GC performance - was Re: [gclist] GC topics

boehm.PARC@xerox.com boehm.PARC@xerox.com
Fri, 23 Feb 1996 11:05:36 PST


"As I told you earlier, I do not have this limitation: I can use the most
optimizing C compiler with YAFL, and then again, I believe this is not the
proper way of answering the question: apparently, even you seem to admit
that conservative GC *is* slower than precise GC, and given the liberty
to implement any of thoses systems in a brand new compiler, language
or environment (so you optimizing compiler issue does not apply),
precise GC has clear advantages."

Perhaps you should tell us how you keep track of pointers in YAFL.  We are
mixing together many issues here.  Assuming you are generating C code, I think
the possibilities are roughly:

1) In the single-threaded case, you could explicitly keep a data structure that
allows the collector to find all roots.  All evidence I've seen so far suggests
that this costs on the order of a factor of 2 for pointer-intensive C/C++ code.
Either pointer assignments and/or pointer variable creation become expensive.
Much of the cost here is often associated with preventing the C compiler form
keeping pointer variables in registers.  If you can do this with only 20%
overhead for pointer-intensive optimized C code, I'm impressed.  (One
difference here is that you can optimize in generating the C code.  The other
experiments of which I'm aware used C++ "smart" pointers, which tend to be
compiled poorly by C++ compilers.)  This does give you completely portable code
with "precise" collection.  In the multi-threaded case, this is probably too
horrible to contemplate.

2) You could try to use debugger information to locate pointers.  Paul Wilson
has apparently had reasonable results with this sort of approach.  I've
personally never trusted it enough to rely on it, especially with optimized
code.  The result wouln't be portable, but you might avoid the performance hit.

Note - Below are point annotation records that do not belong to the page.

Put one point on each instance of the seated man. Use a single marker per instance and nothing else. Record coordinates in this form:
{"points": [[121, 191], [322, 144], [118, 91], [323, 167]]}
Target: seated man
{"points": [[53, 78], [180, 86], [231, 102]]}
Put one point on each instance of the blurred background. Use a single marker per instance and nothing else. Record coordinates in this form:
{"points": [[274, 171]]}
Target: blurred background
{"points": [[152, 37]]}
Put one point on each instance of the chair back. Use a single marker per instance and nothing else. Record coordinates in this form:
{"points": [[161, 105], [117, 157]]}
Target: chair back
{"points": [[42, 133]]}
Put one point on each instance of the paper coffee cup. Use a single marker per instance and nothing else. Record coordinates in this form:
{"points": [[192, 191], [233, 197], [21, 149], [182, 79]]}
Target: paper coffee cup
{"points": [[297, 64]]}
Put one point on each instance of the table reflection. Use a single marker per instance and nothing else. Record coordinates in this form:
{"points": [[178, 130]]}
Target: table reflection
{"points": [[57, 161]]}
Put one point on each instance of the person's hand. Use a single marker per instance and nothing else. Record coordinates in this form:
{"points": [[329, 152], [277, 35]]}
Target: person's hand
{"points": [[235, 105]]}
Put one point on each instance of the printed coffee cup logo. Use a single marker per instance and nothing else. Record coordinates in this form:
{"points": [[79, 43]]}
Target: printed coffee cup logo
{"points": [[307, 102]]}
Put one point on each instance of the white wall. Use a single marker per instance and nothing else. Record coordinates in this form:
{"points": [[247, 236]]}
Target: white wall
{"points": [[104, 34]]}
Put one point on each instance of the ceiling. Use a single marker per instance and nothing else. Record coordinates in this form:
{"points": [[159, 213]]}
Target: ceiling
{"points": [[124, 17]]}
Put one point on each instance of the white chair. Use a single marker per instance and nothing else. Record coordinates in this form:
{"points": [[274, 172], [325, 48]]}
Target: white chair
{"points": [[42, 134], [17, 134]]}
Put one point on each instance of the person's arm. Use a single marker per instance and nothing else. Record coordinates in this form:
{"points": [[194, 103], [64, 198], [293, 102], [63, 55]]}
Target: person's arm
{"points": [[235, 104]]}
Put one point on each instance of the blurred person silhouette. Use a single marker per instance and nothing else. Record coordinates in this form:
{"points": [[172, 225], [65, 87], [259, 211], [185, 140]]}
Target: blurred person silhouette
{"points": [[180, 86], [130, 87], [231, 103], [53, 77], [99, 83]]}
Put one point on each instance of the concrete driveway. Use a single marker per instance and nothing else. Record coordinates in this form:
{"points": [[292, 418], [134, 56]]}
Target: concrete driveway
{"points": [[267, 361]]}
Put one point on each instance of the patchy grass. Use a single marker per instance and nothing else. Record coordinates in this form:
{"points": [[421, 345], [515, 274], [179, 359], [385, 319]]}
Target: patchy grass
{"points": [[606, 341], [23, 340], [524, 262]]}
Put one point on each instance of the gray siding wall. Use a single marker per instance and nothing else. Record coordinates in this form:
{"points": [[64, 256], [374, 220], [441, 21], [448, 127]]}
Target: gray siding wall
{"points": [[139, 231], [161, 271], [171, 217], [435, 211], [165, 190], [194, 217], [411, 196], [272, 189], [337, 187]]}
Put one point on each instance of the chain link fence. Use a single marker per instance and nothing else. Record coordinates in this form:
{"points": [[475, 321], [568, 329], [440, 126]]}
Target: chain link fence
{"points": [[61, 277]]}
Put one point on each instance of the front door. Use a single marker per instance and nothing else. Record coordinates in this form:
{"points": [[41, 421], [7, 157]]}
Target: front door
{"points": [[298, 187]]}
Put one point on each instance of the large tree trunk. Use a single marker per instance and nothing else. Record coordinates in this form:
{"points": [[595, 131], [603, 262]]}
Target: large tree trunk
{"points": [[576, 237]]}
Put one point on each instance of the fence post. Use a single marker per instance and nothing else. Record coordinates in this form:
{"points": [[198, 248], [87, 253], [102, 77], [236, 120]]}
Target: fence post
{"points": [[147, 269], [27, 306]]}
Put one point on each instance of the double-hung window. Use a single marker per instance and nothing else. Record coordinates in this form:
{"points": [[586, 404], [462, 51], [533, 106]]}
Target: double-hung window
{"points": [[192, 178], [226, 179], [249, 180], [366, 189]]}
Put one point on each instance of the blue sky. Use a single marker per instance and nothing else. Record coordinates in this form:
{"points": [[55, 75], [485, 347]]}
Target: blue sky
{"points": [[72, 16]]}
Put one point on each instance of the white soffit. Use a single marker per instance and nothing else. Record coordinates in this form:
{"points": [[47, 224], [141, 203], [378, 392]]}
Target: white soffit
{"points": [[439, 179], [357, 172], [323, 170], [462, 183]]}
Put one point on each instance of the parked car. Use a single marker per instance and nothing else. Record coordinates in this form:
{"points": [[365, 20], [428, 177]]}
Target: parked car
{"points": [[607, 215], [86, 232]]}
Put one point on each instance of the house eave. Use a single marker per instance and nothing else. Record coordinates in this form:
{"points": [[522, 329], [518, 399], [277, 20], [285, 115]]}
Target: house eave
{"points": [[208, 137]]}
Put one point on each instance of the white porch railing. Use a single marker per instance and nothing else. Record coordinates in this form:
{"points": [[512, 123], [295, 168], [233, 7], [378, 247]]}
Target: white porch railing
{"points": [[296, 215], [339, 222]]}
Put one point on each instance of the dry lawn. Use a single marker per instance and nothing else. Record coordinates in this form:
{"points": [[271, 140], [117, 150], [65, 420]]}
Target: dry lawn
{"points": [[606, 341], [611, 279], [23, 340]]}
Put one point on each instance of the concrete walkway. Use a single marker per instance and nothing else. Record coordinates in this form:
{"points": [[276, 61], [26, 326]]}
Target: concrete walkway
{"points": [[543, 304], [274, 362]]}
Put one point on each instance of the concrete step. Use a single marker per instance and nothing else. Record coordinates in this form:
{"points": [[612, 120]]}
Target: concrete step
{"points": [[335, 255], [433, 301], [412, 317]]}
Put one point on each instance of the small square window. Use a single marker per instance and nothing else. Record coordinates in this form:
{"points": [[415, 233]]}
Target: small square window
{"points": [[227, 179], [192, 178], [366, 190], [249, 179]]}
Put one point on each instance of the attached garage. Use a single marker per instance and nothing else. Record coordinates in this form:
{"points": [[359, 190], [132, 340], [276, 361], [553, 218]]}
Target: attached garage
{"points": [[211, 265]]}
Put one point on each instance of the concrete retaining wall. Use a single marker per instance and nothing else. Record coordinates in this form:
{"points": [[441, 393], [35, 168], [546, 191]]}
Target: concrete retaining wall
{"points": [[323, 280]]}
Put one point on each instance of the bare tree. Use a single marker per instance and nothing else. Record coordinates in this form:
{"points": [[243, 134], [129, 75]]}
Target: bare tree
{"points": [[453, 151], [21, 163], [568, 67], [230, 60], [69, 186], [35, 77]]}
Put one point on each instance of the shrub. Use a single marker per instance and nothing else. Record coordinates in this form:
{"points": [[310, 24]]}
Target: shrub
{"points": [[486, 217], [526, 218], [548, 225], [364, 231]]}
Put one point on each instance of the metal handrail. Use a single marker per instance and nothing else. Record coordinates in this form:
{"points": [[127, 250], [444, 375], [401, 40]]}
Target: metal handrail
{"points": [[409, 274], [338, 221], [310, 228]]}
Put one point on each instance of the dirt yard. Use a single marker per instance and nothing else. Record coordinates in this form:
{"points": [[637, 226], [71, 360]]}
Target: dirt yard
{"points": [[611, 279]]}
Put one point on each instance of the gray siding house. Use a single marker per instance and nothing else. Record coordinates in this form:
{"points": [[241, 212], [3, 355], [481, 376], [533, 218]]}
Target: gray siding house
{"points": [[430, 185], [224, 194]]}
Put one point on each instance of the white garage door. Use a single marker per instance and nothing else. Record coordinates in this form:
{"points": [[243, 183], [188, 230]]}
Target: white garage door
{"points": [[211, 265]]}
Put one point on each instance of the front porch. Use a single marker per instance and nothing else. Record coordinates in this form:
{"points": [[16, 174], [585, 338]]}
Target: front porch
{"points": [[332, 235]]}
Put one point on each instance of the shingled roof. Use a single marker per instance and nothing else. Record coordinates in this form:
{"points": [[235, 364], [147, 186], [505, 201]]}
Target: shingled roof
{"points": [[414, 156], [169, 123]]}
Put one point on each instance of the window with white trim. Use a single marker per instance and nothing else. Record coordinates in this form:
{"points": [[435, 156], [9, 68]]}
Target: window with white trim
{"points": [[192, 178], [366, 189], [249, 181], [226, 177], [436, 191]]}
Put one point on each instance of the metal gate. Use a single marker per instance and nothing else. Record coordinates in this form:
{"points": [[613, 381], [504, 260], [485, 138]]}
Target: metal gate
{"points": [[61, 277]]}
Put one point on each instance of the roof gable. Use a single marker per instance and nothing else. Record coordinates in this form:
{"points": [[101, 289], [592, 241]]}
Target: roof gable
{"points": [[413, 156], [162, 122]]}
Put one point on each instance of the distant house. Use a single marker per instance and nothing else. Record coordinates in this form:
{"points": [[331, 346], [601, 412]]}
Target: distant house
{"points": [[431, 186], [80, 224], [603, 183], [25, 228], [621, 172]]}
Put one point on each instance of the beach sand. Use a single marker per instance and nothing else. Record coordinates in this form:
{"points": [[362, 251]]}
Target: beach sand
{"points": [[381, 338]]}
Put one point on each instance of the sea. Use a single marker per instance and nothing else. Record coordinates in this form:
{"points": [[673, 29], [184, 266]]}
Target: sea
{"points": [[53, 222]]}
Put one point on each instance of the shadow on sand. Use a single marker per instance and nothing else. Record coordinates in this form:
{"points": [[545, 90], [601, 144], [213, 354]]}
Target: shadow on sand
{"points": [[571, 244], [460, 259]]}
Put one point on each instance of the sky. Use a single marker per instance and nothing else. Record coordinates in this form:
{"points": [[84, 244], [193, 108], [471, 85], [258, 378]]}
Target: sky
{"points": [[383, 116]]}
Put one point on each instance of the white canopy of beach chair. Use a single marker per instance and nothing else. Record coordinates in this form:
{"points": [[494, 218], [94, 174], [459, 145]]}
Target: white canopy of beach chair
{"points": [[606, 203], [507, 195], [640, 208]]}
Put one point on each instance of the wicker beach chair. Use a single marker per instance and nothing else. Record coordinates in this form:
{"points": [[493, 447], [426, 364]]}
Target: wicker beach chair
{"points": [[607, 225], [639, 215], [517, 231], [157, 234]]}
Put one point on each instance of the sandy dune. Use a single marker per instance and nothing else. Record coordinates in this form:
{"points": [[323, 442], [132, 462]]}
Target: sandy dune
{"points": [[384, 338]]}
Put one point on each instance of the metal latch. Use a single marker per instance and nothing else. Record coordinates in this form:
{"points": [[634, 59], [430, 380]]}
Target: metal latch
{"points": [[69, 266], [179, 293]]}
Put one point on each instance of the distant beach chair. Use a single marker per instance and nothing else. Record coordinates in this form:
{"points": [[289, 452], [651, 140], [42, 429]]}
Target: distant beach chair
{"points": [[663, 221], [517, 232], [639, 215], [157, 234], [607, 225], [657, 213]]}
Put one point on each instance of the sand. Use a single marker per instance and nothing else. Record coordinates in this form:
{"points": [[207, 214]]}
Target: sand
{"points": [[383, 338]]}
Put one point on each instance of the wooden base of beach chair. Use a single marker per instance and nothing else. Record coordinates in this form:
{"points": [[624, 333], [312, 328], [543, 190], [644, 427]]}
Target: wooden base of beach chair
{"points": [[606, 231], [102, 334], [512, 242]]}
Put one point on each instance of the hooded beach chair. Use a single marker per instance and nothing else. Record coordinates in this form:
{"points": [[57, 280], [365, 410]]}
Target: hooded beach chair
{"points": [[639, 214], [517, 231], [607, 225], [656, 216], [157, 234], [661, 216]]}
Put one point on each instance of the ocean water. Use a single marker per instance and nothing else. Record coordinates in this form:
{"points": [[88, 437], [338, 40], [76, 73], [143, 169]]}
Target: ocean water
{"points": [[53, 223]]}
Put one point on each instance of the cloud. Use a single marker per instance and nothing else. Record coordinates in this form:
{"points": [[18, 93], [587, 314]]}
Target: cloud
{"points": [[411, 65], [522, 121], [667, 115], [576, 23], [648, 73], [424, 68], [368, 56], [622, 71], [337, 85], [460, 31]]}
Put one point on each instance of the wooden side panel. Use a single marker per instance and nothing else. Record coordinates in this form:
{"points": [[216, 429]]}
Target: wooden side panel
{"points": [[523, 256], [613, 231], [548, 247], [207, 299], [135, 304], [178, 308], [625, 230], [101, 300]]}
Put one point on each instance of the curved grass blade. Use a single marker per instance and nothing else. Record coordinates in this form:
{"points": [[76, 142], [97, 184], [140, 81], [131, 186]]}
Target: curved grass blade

3) You could use a partially or fully conservative approach.  The collector
would run a bit more slowly.  If we assume that you generate essentially all
the code, and hence you can easily limit the static data areas scanned by the
collector, and allocate pointerfree objects suitably, the penalty for the
conservative stack scan is minimal, certainly much less than 20%.  If you
wanted to limit the possibility of false references you could also supply
layout information for heap objects, but that wouldn't seriously affect typical
performance.  What you lose is the ability to allocate from a contiguous free
area.  The crucial gain is that you don't need to tell the collector which
registers, etc. contain pointers at what points.

If you are generating code directly, you have the added option of statically
generating descriptors for PC ranges so that the collector can find pointer
variables in registers, etc.  This has less run-time cost than the first
option.  It has some other disadvantages, though:

1. The size of these tables is not completely trivial if you assume collections
are restricted to a small set of program points.  (See the PLDI '92 paper by
Diwan, Moss, and Hudson.)

2. Depending on the expressiveness of the language used in your table, compiler
optimizations will be slightly restricted.

3. It's hard to support asynchronous collection at arbitrary program points.
Getting around this in a multi-threaded system will cost you portability and/or
runtime overhead.

4. You can't use a standard, well-tuned, compiler back-end.  You have to build
your own.  This is probably the most serious problem.  I believe it's the main
reason SRC Modula 3 still uses a conservative stack scan.

It's also worth repeating that the "predictability" you get from precise
collection only materializes if the rest of the system defines what objects are
accessible when.  Very few existing systems do, even if they have a "precise"
collector.  This significantly constrains your implementation, and often incurs
an added performance cost.

Hans